9/25/08

Copyrighted Governmental Works.... Why???

First off, I'm going to let you know that I am very biased on this topic, and believe that it is the goverment's express duty to make its laws known to the people they affect.  So, when I was at the Oklahoma Supreme Court, and managing the court's public website, OSCN, we made every effort to make whatever writings came out of the court available online.
But, there are a number of governments, from local to state, that attempt to put a copyright on any and all of their publications, and use that as leverage to either sell access to the information via their own publications or through publishers like Westlaw and Lexis.  Oregon just recently backed off of their attempt to sue for copyright protection once there was a public outcry against them.  My good friend Bonnie Shucha, up in Wisconsin, blogged about that case back in July.
I read today on CNET that Carl Malamud is trying to take on any government that he can by copying their published works and making it available on public.resource.org.  Great idea, but pretty hard for one man to do.  But, I do like how he is putting the web to use by also hosting the Pacer Recycling website where you can upload your old Pacer documents to his site, and others can then use them rather than going back to Pacer.
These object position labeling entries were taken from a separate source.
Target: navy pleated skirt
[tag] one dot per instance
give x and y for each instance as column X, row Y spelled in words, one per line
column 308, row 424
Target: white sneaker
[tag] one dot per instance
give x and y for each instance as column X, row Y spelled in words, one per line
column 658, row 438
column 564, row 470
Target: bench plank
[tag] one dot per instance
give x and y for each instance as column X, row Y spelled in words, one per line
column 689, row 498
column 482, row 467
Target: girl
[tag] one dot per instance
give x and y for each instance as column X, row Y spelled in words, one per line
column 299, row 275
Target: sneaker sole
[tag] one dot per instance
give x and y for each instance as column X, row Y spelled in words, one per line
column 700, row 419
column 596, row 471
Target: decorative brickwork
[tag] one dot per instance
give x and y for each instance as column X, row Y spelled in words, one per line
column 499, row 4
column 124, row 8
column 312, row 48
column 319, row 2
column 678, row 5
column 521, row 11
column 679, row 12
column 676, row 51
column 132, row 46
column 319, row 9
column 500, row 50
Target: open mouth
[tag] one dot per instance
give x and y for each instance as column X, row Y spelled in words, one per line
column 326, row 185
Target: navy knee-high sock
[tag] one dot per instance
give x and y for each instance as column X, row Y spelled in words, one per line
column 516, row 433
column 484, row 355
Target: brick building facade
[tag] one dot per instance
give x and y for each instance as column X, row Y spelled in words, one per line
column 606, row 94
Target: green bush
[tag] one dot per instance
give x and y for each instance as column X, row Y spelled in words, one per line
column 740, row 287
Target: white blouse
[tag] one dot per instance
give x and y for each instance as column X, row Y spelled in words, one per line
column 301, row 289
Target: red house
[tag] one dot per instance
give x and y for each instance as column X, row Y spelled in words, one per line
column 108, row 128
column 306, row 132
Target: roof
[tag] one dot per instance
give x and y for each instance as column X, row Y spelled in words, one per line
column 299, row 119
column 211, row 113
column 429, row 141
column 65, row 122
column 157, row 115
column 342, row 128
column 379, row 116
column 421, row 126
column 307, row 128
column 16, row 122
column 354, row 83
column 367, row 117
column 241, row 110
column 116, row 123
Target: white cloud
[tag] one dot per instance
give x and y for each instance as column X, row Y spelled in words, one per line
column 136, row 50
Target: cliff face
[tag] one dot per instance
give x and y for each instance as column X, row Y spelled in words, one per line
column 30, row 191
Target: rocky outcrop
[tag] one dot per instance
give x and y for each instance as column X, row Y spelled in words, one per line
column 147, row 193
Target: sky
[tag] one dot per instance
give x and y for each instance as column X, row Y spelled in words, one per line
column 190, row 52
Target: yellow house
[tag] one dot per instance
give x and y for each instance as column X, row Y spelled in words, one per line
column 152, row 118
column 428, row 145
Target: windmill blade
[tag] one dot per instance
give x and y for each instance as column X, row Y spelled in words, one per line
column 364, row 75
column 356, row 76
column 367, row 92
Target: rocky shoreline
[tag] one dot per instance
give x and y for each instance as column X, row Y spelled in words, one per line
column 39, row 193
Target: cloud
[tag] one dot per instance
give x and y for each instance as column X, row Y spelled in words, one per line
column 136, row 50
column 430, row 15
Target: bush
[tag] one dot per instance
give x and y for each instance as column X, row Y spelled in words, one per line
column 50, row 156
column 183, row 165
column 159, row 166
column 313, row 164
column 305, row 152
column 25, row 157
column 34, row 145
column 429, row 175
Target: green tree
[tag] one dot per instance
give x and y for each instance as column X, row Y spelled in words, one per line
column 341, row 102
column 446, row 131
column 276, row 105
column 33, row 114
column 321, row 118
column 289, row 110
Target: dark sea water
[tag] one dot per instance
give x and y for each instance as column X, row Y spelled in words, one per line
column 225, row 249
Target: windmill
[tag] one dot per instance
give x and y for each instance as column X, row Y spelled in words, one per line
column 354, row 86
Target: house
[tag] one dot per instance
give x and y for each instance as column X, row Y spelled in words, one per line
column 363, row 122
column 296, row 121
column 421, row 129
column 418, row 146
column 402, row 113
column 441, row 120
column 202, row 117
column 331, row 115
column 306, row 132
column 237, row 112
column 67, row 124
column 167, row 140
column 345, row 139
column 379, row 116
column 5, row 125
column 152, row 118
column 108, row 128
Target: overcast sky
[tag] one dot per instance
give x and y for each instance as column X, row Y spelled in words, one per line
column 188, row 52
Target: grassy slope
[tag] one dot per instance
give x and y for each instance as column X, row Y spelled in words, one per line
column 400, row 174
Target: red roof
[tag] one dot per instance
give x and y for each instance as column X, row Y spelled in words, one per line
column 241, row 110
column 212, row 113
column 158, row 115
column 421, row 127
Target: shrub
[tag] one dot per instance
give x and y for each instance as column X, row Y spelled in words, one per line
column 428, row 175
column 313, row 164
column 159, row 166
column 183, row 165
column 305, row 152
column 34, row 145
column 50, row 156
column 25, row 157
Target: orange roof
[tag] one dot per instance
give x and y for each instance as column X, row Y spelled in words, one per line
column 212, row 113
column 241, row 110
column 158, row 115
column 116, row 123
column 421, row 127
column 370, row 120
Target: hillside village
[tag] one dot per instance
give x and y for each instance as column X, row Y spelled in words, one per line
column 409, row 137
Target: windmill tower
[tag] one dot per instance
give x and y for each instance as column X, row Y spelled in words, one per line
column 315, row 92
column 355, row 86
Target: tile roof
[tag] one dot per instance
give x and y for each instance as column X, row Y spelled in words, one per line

Getting governments to contribute to the public domain shouldn't be a difficult task, but it can be.  Even when I was at OSCN, we offered the free use of our database to house the court decisions and statutes of other states.  We only had one state to take us up on the offer (good ol' Wyoming!!)  We even helped digitize some of their older cases and put the whole thing in Universal Citation System format, so that the big boys at the major legal publishers didn't try to sue for the pagination rights.  I was truly surprised when other courts didn't take us up on the offer to house their cases.  There were actually a couple of them (who shall remain nameless Western Mountainous States) that were actually pretty hostile to the idea because they thought it would cut a revenue source for them.